Of course, if he were telling the truth, this fae had no knowledge of the kingdoms here, or their rulers. Though she didn’t know why the name of her father was important to him now.

“Agalhor Ashfyre.”

The tension in his locked shoulders diffused like relief. Not the name he thought she might speak.

“Your turn to give a name,” Faythe said.

The fae’s unnerving gaze roved over her as if he was still trying to process something, and Faythe grew more anxious by the second. She never could have predicted his identity would collide with her own in a truly incredulous, unfathomable way.

“My name is Nyte,” he said, holding her with golden eyes of kin. “Rainyte Ashfyre.”

CHAPTER THIRTY-THREE

Faythe

Rainyte Ashfyre.

It didn’t make sense. The name. His existence. Faythe was certain she was hallucinating or conjuring an outlandish dream after she’d succumbed to her agony at the banquet with Marvellas.

“It’s been averylong time since I’ve used my family name. I like to forget it exists, but the Gods seem to be having a wicked time with me,” Nyte said, running a hand through his inky hair as he paced around the cell, lost in deep thought with this unbelievable revelation.

Faythe couldn’t wrap her head around it, slammed dizzy and confused.

“Agalhor never would have…beenwith her,” Faythe said in horror. Her stomach churned, and she slipped off the cot. She ached and shivered, but she couldn’t sit still with this world-shifting information.

“He’s not my father, I assure you,” Nyte offered. He appeared far too composed, whereas Faythe was on the brink of insanity.

“His brother…” Faythe recalled the memory of the family painting Agalhor had shown her in Rhyenelle. “But he died in battle centuries ago?”

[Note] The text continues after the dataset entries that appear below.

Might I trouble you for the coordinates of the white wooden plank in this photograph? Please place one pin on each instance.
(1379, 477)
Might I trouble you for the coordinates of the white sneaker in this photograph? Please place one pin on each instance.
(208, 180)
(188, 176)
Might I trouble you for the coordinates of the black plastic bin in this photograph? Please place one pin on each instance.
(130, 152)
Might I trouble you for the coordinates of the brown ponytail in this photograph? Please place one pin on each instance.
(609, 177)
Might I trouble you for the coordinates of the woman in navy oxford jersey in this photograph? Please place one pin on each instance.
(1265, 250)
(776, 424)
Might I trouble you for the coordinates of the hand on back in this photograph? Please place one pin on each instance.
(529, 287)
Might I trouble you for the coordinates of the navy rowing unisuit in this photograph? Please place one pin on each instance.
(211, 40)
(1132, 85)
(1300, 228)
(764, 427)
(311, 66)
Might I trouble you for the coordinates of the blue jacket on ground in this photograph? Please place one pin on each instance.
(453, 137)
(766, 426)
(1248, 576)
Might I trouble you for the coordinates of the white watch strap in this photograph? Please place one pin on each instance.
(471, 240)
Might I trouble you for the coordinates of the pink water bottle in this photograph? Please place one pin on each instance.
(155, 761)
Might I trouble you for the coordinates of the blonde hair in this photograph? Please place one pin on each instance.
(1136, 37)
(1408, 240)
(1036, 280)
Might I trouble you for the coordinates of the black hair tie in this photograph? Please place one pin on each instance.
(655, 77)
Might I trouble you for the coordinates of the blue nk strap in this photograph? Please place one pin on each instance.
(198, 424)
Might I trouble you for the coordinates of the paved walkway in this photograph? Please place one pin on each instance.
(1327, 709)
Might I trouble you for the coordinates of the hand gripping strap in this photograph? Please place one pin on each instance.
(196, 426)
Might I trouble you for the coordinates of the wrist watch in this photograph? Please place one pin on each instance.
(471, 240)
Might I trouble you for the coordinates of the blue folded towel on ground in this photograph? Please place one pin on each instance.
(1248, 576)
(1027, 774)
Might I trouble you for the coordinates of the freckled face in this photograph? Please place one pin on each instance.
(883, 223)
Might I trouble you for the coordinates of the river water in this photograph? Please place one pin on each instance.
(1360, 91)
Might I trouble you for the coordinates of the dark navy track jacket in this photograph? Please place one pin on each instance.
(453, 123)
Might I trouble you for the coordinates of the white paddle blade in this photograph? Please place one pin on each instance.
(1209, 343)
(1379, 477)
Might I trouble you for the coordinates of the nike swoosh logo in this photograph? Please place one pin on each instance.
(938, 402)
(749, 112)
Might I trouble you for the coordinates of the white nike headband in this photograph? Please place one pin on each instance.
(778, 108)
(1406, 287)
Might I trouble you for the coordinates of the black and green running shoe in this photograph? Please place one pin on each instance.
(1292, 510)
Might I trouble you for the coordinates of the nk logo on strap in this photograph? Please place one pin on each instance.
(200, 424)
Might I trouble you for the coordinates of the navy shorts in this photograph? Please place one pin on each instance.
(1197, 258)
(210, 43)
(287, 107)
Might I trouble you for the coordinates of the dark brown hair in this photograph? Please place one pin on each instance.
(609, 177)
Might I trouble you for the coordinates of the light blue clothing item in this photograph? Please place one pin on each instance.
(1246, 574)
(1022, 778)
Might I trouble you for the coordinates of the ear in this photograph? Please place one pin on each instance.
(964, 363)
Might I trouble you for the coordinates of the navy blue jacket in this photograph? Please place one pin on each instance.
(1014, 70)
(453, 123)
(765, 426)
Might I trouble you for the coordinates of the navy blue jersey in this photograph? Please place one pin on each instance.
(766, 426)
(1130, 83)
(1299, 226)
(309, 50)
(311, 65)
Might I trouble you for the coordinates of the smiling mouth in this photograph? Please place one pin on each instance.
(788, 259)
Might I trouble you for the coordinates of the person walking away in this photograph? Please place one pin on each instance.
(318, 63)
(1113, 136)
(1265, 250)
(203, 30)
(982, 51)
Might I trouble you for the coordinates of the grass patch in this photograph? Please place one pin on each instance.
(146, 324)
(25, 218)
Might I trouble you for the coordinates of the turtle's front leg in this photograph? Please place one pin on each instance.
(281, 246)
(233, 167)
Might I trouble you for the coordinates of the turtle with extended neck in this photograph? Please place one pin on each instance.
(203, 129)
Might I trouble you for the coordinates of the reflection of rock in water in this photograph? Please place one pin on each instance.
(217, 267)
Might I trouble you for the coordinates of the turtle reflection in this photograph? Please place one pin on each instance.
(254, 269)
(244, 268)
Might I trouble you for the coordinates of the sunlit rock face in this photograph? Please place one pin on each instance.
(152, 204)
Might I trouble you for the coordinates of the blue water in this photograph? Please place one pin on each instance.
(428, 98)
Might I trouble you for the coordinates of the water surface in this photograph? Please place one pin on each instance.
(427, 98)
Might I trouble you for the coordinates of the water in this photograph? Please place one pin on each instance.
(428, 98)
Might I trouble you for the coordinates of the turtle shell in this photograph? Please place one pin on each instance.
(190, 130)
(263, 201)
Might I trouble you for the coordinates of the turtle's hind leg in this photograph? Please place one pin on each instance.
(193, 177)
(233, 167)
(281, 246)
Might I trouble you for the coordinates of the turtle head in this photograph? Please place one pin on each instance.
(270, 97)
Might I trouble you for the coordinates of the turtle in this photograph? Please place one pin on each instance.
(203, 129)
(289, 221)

“He is very much alive, and someone I’m really itching to return to so I can kill.”

“Where?”

All Faythe knew was Ungardia, but could it be true the Prince of Rhyenelle, Agalhor’s brother, had crossed realms?

Did anyone know of his relationship to Marvellas and the son she had of his?

“She put you here to mess with my head,” Faythe said, reverting back to her original assumption. It was far more logical to believe. She took her head in her hands and rocked on her cot, feeling a madness creeping into her mind. “You’re not real,” she whispered.

“Faythe—”

She clamped her hands over her ears, wishing she could take back the token of her name.

He’s not real.

Faythe couldn’t stop whispering that to herself as she lay down with her back to him. She blocked him out of sight and sound, willing the torment of his appearance to disappear.

Yet the Dresair’s riddle in the abandoned Rhyenelle shop repeated through her desperate denial.

Come the return of the lost first son.

What did it mean?

Faythe curled into herself. So much pain ran through her body, her mind, her soul… Marvellas would be able to break her easily if she didn’t pull herself together.

“Death said you would come,” Faythe whispered, recalling the haunting vision in the ruined temple.

Nyte’s curious hum focused her to release her hands from her ears, but she couldn’t turn around and meet those golden eyes again.